二十一火雷噬嗑 ☲ ☳ 離上震下
互卦 三九水山蹇 ☵☶
綜卦 二二山火賁 ☶☲
錯卦 四八水風井 ☵☴
火雷噬嗑☲☳を理解するためには、山雷頤☶☳を踏まえておく必要がある。山雷頤は上爻と初爻が陽爻で他は全て陰爻である。上卦☶を上顎、下卦☳を下顎と見立てるから、上爻は上唇(うわくちびる)あるいは上の歯、初爻は下唇(したくちびる)あるいは下の歯である。口をあんぐりと大きく開けて真ん中が空洞になっている形が山雷頤である。

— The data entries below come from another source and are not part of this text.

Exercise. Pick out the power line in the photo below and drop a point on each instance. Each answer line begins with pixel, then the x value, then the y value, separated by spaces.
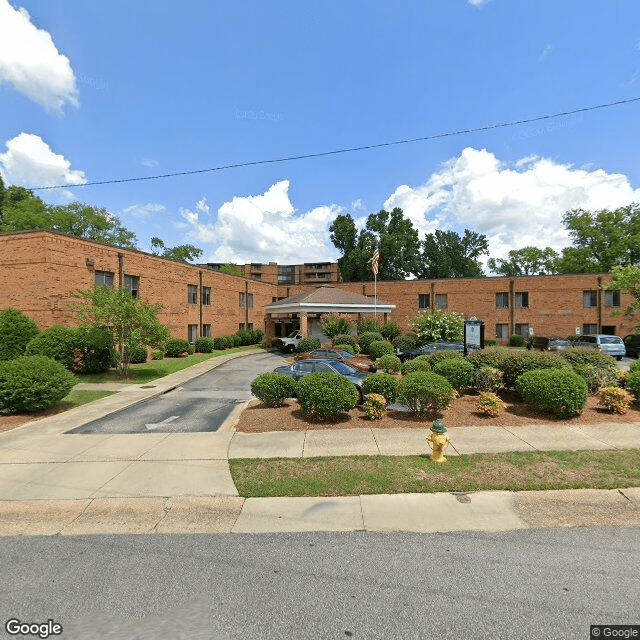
pixel 334 152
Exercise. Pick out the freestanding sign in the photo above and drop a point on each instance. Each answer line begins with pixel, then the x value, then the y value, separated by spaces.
pixel 473 334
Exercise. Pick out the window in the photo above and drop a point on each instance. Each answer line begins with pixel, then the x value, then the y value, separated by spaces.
pixel 104 278
pixel 502 331
pixel 502 300
pixel 612 298
pixel 133 284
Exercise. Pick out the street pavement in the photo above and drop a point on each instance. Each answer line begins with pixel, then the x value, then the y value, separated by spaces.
pixel 58 477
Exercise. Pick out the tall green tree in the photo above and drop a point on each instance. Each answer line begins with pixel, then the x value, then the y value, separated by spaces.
pixel 527 261
pixel 601 240
pixel 446 254
pixel 181 253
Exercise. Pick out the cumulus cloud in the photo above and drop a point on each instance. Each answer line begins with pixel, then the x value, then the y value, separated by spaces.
pixel 513 205
pixel 31 63
pixel 263 228
pixel 29 161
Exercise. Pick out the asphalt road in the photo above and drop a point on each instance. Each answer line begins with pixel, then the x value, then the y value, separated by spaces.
pixel 538 584
pixel 201 404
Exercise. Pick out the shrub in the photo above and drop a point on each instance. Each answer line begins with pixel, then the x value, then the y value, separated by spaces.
pixel 375 406
pixel 93 350
pixel 204 344
pixel 365 339
pixel 489 404
pixel 562 391
pixel 175 347
pixel 457 371
pixel 324 395
pixel 488 379
pixel 633 384
pixel 382 383
pixel 32 383
pixel 308 344
pixel 16 331
pixel 57 343
pixel 273 388
pixel 379 348
pixel 425 392
pixel 389 363
pixel 516 340
pixel 614 399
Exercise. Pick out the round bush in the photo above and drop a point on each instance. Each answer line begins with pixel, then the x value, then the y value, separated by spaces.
pixel 175 347
pixel 379 348
pixel 383 384
pixel 32 383
pixel 562 391
pixel 389 363
pixel 324 395
pixel 457 371
pixel 57 343
pixel 365 339
pixel 273 388
pixel 16 332
pixel 425 392
pixel 93 350
pixel 308 344
pixel 204 344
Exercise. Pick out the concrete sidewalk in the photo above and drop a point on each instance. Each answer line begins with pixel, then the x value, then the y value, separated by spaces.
pixel 52 482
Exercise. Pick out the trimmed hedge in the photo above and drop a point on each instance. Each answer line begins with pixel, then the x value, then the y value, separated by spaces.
pixel 425 392
pixel 383 384
pixel 273 388
pixel 325 395
pixel 561 391
pixel 32 383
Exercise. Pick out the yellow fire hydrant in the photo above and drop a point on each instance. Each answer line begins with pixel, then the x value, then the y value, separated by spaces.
pixel 438 441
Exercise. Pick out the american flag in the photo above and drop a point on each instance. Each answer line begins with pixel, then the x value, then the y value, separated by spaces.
pixel 374 261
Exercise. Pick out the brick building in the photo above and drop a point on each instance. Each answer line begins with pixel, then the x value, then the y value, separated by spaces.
pixel 39 270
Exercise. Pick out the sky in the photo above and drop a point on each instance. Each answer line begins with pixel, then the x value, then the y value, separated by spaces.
pixel 96 91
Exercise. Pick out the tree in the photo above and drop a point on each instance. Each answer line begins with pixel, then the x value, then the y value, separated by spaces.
pixel 130 321
pixel 445 254
pixel 602 240
pixel 181 253
pixel 393 234
pixel 527 261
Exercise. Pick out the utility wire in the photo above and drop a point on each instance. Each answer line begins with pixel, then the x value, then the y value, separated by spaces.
pixel 379 145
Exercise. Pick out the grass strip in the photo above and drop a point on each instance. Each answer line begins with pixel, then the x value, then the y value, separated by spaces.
pixel 148 371
pixel 361 475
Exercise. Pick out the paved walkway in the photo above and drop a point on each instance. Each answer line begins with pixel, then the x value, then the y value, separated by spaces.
pixel 52 482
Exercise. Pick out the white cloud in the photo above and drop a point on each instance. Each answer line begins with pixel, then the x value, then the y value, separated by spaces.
pixel 514 206
pixel 31 63
pixel 29 161
pixel 263 228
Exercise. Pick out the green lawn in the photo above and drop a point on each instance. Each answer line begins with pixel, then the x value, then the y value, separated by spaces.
pixel 141 373
pixel 359 475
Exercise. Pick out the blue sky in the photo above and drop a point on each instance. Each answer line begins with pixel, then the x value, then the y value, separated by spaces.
pixel 93 91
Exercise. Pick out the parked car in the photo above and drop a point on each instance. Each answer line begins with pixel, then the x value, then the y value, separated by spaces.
pixel 632 345
pixel 548 344
pixel 361 363
pixel 612 345
pixel 429 348
pixel 302 368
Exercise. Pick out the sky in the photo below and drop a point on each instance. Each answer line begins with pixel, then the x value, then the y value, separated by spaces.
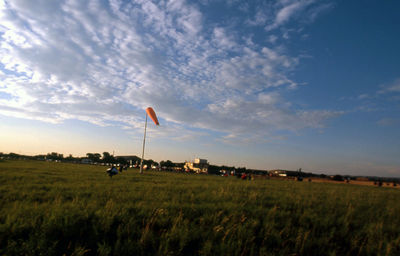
pixel 311 84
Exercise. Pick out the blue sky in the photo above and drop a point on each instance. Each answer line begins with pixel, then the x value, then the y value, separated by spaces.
pixel 262 84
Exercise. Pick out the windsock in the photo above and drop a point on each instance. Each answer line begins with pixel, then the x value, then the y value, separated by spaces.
pixel 152 115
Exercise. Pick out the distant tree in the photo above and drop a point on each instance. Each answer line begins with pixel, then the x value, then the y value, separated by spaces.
pixel 168 164
pixel 95 157
pixel 108 158
pixel 338 178
pixel 54 156
pixel 121 160
pixel 70 158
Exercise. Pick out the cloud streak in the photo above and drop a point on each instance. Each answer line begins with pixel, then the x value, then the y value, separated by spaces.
pixel 105 61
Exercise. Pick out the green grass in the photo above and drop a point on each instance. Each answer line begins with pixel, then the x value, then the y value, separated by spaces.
pixel 57 208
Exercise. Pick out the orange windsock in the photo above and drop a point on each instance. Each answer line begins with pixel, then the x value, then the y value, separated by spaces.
pixel 152 115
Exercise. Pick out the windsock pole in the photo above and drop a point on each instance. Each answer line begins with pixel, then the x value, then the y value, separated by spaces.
pixel 144 141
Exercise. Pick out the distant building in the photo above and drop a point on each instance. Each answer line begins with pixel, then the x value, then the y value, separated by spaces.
pixel 198 166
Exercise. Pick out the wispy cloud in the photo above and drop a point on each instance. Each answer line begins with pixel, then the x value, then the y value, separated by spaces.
pixel 104 62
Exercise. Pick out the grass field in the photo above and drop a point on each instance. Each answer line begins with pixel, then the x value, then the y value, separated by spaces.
pixel 57 208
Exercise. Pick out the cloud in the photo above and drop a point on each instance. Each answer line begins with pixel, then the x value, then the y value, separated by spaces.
pixel 104 62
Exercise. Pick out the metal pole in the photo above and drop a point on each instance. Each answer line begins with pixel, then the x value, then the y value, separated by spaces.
pixel 144 141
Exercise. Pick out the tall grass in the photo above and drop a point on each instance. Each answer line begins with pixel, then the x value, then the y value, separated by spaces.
pixel 57 208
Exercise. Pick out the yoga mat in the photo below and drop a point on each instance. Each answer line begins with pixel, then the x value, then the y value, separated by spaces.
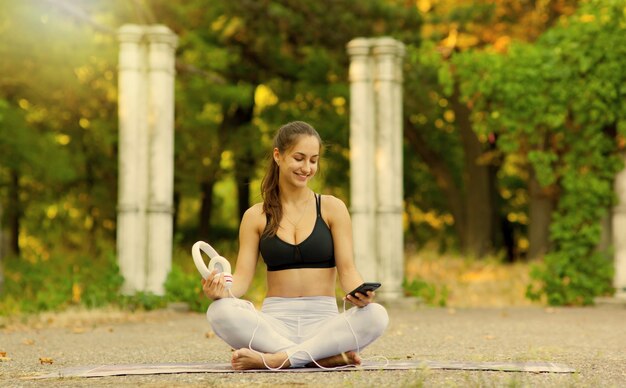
pixel 149 369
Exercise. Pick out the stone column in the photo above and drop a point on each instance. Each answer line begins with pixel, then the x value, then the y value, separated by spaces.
pixel 132 170
pixel 388 166
pixel 376 161
pixel 362 140
pixel 160 208
pixel 146 156
pixel 619 234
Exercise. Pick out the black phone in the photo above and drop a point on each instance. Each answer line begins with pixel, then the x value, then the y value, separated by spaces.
pixel 363 288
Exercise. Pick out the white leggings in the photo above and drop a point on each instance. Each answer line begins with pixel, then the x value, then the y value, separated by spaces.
pixel 305 328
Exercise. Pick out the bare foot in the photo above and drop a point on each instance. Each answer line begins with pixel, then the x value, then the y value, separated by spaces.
pixel 343 359
pixel 244 359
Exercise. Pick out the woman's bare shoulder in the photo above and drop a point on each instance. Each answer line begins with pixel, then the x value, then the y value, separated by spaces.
pixel 254 217
pixel 255 212
pixel 333 207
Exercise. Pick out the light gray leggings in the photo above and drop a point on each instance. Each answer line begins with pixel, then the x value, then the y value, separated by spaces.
pixel 305 328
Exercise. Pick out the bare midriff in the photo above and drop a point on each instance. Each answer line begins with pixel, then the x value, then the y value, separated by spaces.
pixel 293 283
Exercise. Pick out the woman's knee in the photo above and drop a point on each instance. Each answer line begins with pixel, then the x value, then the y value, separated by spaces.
pixel 376 318
pixel 222 311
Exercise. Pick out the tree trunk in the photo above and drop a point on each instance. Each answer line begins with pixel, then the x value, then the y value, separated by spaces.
pixel 1 252
pixel 479 208
pixel 542 204
pixel 13 216
pixel 206 207
pixel 442 174
pixel 243 175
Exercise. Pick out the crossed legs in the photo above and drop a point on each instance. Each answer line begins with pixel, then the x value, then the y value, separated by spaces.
pixel 280 340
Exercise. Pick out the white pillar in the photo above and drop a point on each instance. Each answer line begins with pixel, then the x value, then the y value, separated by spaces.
pixel 388 166
pixel 132 155
pixel 362 175
pixel 376 161
pixel 619 234
pixel 146 156
pixel 160 207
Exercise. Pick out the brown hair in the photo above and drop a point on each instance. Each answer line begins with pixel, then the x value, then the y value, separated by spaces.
pixel 285 138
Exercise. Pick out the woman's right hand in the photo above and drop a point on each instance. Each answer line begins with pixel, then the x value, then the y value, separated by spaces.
pixel 214 287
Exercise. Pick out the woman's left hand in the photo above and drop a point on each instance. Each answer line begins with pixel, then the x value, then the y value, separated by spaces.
pixel 361 300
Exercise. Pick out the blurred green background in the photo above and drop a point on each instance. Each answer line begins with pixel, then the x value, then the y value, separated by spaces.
pixel 513 110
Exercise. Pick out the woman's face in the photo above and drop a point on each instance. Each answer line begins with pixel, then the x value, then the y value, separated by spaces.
pixel 298 164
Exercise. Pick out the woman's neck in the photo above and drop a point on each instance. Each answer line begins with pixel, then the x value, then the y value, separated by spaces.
pixel 297 196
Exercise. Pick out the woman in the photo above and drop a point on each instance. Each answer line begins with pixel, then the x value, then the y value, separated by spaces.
pixel 306 241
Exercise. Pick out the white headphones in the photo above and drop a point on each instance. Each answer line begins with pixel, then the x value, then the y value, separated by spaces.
pixel 217 262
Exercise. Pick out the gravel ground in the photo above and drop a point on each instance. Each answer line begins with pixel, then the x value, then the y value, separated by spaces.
pixel 591 340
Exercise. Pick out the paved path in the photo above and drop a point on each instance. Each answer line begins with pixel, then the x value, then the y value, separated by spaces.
pixel 592 340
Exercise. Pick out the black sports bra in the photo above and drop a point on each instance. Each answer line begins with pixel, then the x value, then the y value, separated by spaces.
pixel 316 251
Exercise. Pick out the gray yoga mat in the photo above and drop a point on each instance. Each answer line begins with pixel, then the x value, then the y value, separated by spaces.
pixel 148 369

火雷噬嗑は山雷頤が口をあんぐり開けている空洞に異物が入り込んだ形である。異物は九四の陽爻である。この異物を除去しないと物事が成就しない。それが火雷噬嗑の時である。
ただしこれは全体の卦象から意味を読み解く時の見方であり、爻辞を読み解く時には四爻は異物ではなく、異物を取り除く執行官として言葉がかけられている。
火雷噬嗑の九四は火地晋の九四と反対に、全体の卦象を読み解く時には「異物や邪魔者」と悪役なのに、爻辞を読み解く時には「異物や邪魔者に刑罰を執行する」正義の味方となる。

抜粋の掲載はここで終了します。